One of my favorite stand-up comedians, George Carlin, the gods rest his soul, did a bit in the early 70s’ about seven filthy words you couldn’t use on public radio or televison. That list hasn’t changed much. I was recently strongly reminded in one of my workshops that there are also certain “dirty” words that still rattle people when found in poetry. Unnecessarily vulgar was the launched refrain: why can’t a poet get the same message across without being so crude? Of course, I tried, facing resistance, to raise a few obvious questions. Vulgar to whom? Indeed, assuming you have an adult audience, why (or why not?) use crude and uncensored language? Are we again talking about finding our own authentic and unique voice, while also seeing the value in the voices of others, even if they do happen to disturb us? Are we once again trying to define poetry and what makes a poet? What exactly are we up to in the room? 

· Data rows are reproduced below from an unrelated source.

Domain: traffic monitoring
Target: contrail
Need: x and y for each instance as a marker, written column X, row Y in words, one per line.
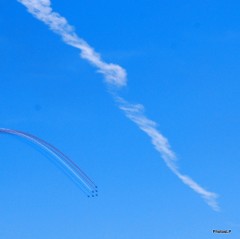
column 89, row 187
column 116, row 76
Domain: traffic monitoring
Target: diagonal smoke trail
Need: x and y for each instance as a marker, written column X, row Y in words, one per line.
column 115, row 75
column 87, row 185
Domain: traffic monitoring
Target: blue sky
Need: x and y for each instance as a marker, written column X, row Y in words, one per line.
column 181, row 60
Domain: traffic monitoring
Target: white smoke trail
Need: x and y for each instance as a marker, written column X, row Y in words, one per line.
column 86, row 184
column 115, row 75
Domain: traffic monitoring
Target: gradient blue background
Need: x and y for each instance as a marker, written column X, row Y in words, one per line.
column 182, row 59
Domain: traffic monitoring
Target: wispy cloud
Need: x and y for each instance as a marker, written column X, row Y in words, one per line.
column 41, row 9
column 136, row 114
column 116, row 76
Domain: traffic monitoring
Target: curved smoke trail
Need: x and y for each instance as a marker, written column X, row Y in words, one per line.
column 115, row 75
column 89, row 186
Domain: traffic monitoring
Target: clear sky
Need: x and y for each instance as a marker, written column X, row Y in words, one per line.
column 182, row 63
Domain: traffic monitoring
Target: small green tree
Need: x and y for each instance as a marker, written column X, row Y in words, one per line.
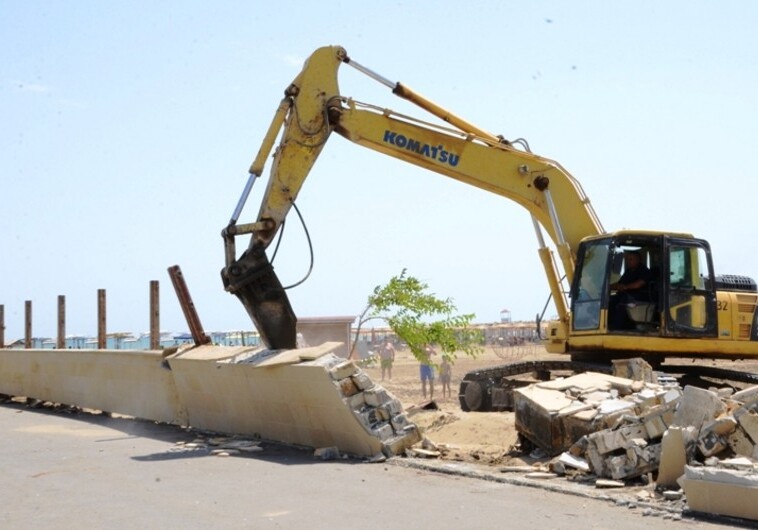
column 420, row 318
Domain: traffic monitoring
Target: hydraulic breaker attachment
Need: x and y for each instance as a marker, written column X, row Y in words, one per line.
column 252, row 279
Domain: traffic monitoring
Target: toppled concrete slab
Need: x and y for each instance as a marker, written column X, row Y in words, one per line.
column 722, row 490
column 555, row 414
column 308, row 397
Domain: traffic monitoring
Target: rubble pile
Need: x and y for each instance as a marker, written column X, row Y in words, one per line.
column 620, row 429
column 378, row 411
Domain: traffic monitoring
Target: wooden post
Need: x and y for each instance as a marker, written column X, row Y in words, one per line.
column 61, row 342
column 101, row 341
column 28, row 324
column 188, row 307
column 155, row 316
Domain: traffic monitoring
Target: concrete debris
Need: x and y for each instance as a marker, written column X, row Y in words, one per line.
column 378, row 411
column 617, row 429
column 721, row 490
column 553, row 415
column 542, row 475
column 422, row 453
column 606, row 483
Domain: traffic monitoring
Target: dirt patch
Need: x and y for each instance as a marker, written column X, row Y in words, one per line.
column 484, row 437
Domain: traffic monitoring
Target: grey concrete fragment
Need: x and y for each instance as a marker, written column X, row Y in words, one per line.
column 740, row 443
column 697, row 406
column 376, row 396
column 362, row 380
column 748, row 420
column 673, row 458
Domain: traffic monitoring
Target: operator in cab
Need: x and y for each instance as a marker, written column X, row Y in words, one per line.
column 631, row 287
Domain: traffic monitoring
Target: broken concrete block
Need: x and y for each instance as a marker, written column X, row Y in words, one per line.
column 606, row 483
column 326, row 453
column 399, row 422
column 368, row 417
column 569, row 460
column 697, row 406
column 748, row 395
column 608, row 440
column 376, row 396
column 362, row 380
column 596, row 460
column 740, row 443
column 343, row 370
column 748, row 420
column 721, row 491
column 384, row 431
column 635, row 462
column 383, row 413
column 611, row 406
column 356, row 401
column 673, row 458
column 721, row 426
column 347, row 387
column 394, row 406
column 711, row 443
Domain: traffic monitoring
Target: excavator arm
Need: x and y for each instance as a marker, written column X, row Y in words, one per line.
column 313, row 108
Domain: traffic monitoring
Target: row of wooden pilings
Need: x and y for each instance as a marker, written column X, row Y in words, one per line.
column 185, row 301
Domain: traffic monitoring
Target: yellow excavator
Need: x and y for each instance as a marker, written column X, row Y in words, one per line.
column 680, row 309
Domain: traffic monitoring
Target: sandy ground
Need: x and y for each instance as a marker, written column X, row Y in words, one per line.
column 484, row 437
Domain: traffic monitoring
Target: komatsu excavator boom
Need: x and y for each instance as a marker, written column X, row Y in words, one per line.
column 313, row 108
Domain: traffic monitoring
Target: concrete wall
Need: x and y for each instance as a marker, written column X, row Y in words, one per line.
column 327, row 329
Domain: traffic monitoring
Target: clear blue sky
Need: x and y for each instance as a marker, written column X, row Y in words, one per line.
column 128, row 128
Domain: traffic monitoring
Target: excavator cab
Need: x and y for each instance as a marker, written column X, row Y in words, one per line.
column 677, row 299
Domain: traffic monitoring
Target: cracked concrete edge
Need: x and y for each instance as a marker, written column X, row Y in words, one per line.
column 466, row 470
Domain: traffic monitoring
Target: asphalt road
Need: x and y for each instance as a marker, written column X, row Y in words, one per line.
column 62, row 470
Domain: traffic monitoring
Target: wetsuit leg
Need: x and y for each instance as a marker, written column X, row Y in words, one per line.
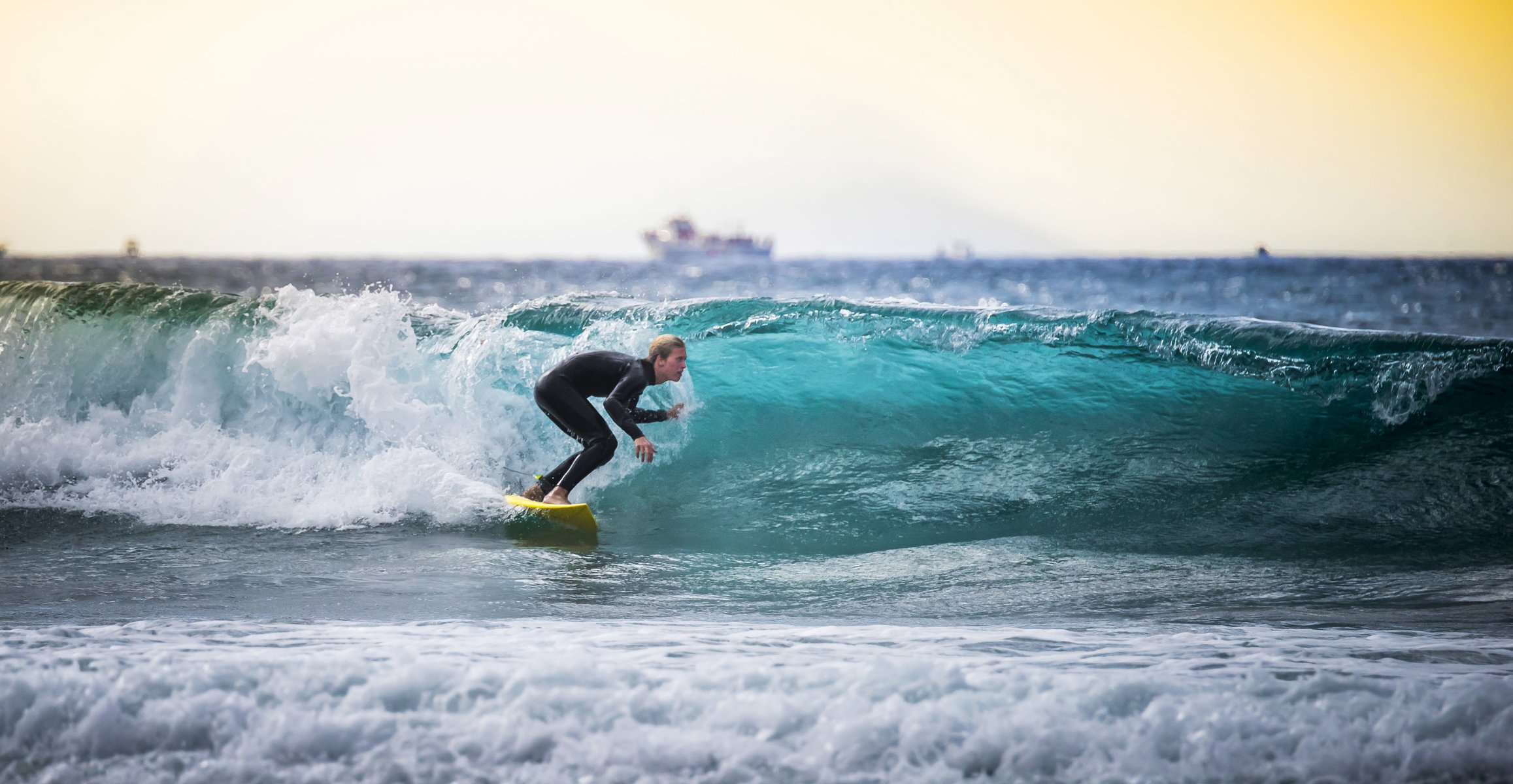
column 574, row 415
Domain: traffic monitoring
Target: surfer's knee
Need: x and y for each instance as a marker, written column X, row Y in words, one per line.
column 601, row 447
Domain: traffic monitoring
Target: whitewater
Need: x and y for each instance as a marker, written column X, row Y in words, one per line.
column 1079, row 519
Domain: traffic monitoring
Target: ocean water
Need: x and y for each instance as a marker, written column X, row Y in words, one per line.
column 1078, row 519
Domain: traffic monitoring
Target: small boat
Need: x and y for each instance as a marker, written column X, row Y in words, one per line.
column 678, row 241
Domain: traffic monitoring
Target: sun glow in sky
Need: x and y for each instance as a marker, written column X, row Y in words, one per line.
column 498, row 127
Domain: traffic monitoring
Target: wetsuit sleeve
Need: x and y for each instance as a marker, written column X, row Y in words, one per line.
column 621, row 404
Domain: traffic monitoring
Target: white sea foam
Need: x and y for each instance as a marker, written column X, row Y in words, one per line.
column 314, row 412
column 606, row 701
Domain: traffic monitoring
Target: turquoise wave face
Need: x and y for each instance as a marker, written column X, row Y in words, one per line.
column 816, row 426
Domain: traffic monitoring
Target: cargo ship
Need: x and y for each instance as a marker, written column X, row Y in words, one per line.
column 678, row 241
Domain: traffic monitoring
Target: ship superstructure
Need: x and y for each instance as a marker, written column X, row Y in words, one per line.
column 678, row 241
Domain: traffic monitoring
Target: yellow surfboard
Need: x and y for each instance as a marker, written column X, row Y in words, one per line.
column 569, row 515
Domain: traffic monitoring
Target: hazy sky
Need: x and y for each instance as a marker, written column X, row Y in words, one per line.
column 500, row 127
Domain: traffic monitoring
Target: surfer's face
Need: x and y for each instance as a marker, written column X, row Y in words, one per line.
column 671, row 367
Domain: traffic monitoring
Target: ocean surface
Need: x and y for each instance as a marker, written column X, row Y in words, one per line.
column 1025, row 519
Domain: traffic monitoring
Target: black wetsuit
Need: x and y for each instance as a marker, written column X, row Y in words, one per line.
column 565, row 393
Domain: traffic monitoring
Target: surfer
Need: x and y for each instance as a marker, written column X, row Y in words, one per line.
column 619, row 379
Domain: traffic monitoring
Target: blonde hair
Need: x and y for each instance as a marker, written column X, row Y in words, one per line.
column 663, row 346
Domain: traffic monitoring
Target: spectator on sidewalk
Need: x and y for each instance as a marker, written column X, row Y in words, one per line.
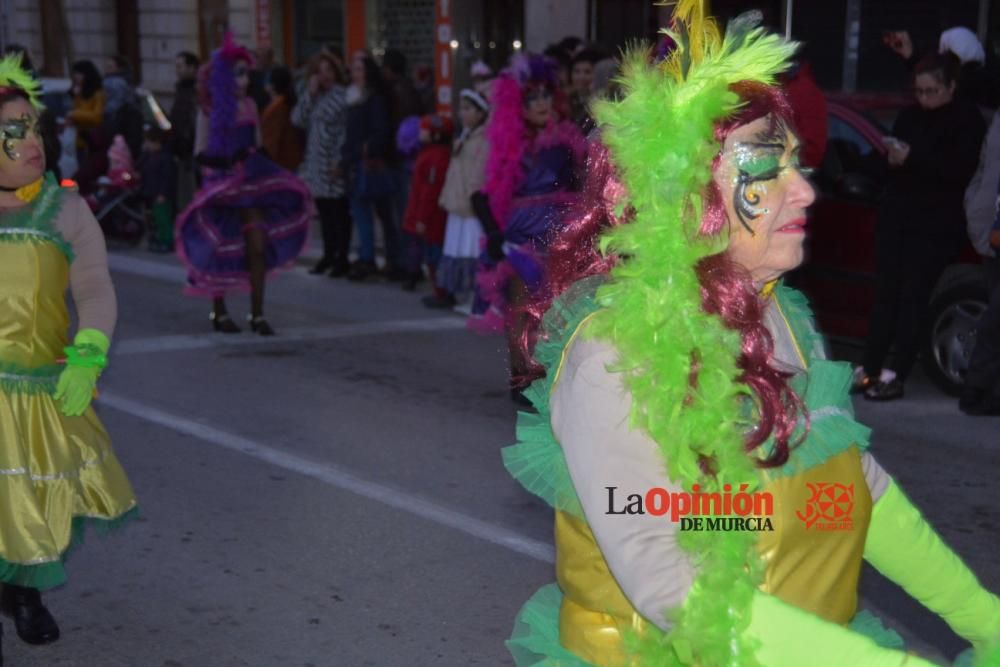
column 87, row 113
column 975, row 82
column 932, row 156
column 463, row 236
column 366, row 160
column 283, row 141
column 423, row 222
column 159, row 187
column 183, row 116
column 322, row 113
column 981, row 393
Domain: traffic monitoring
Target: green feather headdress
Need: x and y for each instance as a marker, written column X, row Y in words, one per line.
column 12, row 75
column 661, row 139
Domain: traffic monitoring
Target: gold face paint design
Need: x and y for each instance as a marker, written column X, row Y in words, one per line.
column 757, row 164
column 14, row 131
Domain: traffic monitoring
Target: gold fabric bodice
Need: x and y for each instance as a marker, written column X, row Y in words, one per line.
column 34, row 320
column 812, row 568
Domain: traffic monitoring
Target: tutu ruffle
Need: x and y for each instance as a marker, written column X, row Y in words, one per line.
column 210, row 231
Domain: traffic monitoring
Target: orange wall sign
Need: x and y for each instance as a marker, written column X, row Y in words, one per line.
column 442, row 55
column 263, row 23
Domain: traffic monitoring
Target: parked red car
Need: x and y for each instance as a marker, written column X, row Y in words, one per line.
column 839, row 272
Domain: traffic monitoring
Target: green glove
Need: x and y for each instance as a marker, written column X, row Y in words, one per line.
column 790, row 637
column 903, row 546
column 85, row 360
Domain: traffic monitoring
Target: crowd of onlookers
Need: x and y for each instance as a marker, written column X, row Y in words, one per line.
column 366, row 138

Our group discussion began after viewing a few video clips, the last of a spoken word artist, Thea Moynee, on a Def Poetry Jam HBO special. She ellicited the most commentary, mostly negative, after presenting a piece called “Woman to Woman.” In it, she discovers her man cheating and addresses the other woman in no uncertain terms. I saw a performance artist using and owning her body, language, message, and not hiding any daggers within clever metaphors or coded pretty phrases. Moynee seemed spot on, given the volatile occasion. They saw someone deliberately trying to shock and not being herself; they saw a person using inauthentic language that was disturbing and vulgar. I had to review the DVD later to see exactly how rude she was. On second viewing, she seemed even more real and credible to me, and I didn’t hear any phrase more horrible than… Yes, there is a difference between Spoken Word and “POETRY.” In the end, what one considers to be poetry depends on personal tastes that are based on one’s knowledge and, dare I say, ideologies. 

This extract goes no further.